Waiting for my heart to start beating again.........

So. It's done. I've raised the prices in my Etsy shop. My palms are sweating - I can't even begin to describe how anxious I am but it had to be done. Before you go thinking I've developed some sort of huge ego, let me explain.........


In true "Kirstie" fashion, when I decided to go from hobbyist to artist, I did not plan carefully. I did not do my research. I just jumped in headfirst. Without a lifejacket. Needless to say, my pricing 'system' was a disaster. I wasn't accounting for the price of materials. I wasn't paying myself a dime. And I wasn't valuing my skills. Friends and family tried to tell me that my prices were too low but I was afraid. So my prices stayed 'as is' and every new piece was priced based on the prices I already had.


But now I'm ready to take my jewelry business to the next level. I love what I do and I want to do it full time. I want to contribute to my household. I want to make a difference for my family. I spent some time looking at other jewelry artists who are achieving various levels of success and determined where I want to be. I made some hard comparisons between my work and the work of those "successful" artists (in quotes because we all define it differently) who's genre I felt is similar to mine and I took notes - where do I fall short? what do I do better? And I also gave some serious contemplation to the notion of 'perceived value'. Believe me, this was not a quick and easy process - that's why you hadn't heard from me in so long! So here's what I've come up with:


  • my prices were not an accurate representation of my work's value;

  • I need to be proactive in the promotion of my work;

  • I need to find my niche and stick with it (it's SO MUCH FUN learning new techniques but I have to accept that it's not all 'me'; the pieces that sell the most are the designs that come from my heart & soul);

  • in keeping with the above statement, I need to let go of some of the lines that didn't necessarily work even if it means fewer items for sale; and

  • I've found that the artists I keep going back to, who's work so impresses me, are the ones I know something about so..........my blog won't always focus on "look what I did! look what I made!" Sometimes you might log on a read about my disaster of a day, something sweet my husband did or the hilarious statements that come out of my son's mouth. In other words, this blog will be me :-D

After saying all that, I realize that you guys haven't recently seen my reason for doing all this. Here's a pic of me, my husband Dana and my son Aidan - we took a quick trip to Cape Cod this summer to meet up with my sister and her family. This was Aidan's first 'beach vacation' and we had an awesome time!
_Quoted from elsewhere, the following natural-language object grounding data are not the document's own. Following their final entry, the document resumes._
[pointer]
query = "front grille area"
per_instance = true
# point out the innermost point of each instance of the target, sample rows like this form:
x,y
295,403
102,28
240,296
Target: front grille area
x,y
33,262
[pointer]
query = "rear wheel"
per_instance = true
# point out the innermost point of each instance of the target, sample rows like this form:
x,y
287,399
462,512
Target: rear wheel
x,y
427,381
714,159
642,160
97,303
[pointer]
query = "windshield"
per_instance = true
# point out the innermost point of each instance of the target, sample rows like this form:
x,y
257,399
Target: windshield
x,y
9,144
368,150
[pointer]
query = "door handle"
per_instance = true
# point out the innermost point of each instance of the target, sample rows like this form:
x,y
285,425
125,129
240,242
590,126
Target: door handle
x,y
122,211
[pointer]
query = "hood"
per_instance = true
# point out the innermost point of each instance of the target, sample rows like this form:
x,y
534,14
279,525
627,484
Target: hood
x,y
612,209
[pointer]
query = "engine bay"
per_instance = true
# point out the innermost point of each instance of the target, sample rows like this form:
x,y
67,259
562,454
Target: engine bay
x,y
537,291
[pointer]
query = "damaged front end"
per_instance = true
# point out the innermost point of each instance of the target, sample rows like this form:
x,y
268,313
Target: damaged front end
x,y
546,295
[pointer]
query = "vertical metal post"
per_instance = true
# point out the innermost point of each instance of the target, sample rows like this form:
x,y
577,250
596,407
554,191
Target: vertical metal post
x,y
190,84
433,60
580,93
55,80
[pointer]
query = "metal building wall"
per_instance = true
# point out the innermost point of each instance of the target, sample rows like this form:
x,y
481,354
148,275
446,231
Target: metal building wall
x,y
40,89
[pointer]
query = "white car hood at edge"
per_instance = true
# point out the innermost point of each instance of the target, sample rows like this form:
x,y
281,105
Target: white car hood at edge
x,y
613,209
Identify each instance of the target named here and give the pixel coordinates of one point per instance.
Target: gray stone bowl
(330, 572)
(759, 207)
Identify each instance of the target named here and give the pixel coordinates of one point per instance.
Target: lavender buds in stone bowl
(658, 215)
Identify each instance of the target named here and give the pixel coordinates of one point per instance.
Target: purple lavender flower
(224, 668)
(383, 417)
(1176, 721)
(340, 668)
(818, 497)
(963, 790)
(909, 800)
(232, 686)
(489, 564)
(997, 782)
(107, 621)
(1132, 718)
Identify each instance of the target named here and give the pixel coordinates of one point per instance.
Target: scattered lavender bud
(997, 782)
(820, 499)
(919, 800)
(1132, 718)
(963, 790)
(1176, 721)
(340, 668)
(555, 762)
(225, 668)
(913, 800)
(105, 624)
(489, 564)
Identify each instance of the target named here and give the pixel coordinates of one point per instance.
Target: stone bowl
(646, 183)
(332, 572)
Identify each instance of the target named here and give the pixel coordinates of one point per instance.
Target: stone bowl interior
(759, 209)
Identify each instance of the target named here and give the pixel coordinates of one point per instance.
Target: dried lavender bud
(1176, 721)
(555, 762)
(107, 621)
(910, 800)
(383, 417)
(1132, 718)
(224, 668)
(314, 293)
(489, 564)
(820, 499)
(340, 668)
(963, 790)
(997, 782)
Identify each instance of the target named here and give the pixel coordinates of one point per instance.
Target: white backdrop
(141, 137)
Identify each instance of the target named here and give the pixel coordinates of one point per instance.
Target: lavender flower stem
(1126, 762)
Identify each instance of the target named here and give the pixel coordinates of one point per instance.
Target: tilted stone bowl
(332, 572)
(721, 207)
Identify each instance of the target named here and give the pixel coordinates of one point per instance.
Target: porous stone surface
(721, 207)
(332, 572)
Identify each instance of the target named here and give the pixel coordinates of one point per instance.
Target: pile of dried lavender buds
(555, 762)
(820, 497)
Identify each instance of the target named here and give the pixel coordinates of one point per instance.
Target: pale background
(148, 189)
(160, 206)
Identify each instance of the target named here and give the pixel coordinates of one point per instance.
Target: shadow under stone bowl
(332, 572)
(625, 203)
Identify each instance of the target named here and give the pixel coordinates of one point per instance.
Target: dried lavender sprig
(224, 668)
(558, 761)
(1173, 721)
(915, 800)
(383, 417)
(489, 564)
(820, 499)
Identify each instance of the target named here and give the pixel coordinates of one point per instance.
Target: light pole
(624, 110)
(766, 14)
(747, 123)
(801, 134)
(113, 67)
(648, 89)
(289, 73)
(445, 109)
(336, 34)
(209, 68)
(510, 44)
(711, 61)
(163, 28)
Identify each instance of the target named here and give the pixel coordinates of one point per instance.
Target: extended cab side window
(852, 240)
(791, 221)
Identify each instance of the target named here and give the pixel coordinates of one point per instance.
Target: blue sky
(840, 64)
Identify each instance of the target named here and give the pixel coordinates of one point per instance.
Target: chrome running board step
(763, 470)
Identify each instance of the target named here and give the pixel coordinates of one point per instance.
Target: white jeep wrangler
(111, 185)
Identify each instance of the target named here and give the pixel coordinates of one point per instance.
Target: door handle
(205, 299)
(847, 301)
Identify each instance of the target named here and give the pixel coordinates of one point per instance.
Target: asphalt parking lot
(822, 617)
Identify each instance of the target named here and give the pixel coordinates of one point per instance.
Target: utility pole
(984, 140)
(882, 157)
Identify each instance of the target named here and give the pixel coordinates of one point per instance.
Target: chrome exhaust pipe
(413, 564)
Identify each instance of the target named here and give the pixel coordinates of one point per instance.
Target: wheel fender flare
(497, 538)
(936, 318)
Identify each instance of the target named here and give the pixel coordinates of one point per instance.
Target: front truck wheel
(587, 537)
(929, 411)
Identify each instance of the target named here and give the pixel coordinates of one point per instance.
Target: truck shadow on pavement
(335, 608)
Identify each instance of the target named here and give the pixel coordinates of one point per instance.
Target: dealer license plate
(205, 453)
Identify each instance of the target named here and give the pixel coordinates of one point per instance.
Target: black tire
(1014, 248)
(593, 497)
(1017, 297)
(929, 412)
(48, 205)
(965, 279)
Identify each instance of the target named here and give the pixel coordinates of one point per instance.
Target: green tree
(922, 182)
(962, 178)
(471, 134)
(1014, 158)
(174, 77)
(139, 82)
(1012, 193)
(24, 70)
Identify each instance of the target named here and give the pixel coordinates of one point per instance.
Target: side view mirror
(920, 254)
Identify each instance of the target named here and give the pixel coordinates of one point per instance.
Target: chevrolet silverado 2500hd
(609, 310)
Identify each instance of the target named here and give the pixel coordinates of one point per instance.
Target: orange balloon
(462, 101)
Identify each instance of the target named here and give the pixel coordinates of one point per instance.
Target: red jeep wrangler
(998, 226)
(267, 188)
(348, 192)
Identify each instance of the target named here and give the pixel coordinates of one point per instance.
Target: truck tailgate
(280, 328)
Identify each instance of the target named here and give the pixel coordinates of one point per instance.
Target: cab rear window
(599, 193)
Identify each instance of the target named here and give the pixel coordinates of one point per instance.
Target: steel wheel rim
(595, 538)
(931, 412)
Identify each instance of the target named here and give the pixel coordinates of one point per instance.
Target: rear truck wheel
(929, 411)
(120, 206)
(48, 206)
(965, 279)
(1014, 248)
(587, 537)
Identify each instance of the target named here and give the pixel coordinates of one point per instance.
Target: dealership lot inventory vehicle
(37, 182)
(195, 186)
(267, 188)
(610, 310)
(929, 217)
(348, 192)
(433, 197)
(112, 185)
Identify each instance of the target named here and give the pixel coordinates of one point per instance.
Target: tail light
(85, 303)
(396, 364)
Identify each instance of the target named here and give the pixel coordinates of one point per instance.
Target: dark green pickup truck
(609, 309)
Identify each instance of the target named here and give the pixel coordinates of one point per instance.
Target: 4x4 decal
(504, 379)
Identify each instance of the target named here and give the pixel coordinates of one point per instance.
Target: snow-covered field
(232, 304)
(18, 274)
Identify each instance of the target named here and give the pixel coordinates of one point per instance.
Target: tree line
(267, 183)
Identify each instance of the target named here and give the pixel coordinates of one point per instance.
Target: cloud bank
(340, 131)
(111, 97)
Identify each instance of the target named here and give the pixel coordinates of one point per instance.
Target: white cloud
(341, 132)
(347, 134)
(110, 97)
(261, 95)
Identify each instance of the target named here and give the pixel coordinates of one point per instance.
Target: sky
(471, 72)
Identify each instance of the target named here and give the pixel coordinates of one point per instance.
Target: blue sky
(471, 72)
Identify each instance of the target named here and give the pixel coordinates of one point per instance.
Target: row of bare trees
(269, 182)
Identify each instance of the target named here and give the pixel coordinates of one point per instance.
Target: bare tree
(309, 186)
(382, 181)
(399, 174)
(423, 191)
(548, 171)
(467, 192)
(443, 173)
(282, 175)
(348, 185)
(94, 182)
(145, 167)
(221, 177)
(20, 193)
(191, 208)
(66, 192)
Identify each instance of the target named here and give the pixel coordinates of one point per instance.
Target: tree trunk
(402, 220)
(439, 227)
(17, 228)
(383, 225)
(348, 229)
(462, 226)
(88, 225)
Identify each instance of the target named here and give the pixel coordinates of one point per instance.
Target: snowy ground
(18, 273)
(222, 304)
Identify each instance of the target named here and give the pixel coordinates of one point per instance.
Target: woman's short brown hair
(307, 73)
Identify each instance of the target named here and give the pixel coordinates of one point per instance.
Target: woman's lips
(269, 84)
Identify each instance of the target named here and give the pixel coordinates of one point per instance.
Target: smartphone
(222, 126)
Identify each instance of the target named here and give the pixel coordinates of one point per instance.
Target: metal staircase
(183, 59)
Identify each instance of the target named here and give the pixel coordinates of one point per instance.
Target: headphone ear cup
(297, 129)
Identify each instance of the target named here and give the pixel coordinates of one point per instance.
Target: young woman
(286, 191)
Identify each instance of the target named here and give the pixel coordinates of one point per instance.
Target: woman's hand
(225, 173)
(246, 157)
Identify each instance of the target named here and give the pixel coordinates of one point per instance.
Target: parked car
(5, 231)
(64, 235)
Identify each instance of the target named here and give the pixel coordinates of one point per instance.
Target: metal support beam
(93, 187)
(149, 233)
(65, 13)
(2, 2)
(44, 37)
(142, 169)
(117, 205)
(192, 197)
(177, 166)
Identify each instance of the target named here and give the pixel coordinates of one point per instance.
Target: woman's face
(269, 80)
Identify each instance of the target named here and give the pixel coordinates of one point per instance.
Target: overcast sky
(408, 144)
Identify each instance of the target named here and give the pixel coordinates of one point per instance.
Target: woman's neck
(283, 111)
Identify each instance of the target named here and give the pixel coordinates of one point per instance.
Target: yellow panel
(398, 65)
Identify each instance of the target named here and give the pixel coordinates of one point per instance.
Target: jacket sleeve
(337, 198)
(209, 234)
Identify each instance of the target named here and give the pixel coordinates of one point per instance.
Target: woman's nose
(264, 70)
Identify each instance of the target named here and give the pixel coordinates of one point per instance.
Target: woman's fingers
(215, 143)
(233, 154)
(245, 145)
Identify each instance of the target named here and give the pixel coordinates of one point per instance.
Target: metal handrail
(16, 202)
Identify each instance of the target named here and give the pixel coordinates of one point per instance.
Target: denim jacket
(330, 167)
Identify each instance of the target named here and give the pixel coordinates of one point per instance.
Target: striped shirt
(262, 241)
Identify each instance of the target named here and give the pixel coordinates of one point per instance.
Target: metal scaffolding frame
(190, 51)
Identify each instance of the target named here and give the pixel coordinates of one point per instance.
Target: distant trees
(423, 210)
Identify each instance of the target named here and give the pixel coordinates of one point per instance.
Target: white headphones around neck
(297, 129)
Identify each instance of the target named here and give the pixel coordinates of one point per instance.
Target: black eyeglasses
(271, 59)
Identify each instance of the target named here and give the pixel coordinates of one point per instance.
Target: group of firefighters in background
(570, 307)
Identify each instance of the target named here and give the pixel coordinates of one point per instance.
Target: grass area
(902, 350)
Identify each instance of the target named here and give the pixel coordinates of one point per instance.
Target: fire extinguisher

So, I'll keep you updated - on my jewelry and my life! Until next time..........


2 comments:

Danagonia said...

I still think your prices are in the low end. You put such great craftmanship into your jewelry, and it takes time. You should be paid acordingly :-)

Bonhomie said...

Thank you so much, Camilla!! I had a sale yesterday evening so I'm breathing a bit easier! I'm flattered by your comment - your work is AMAZING!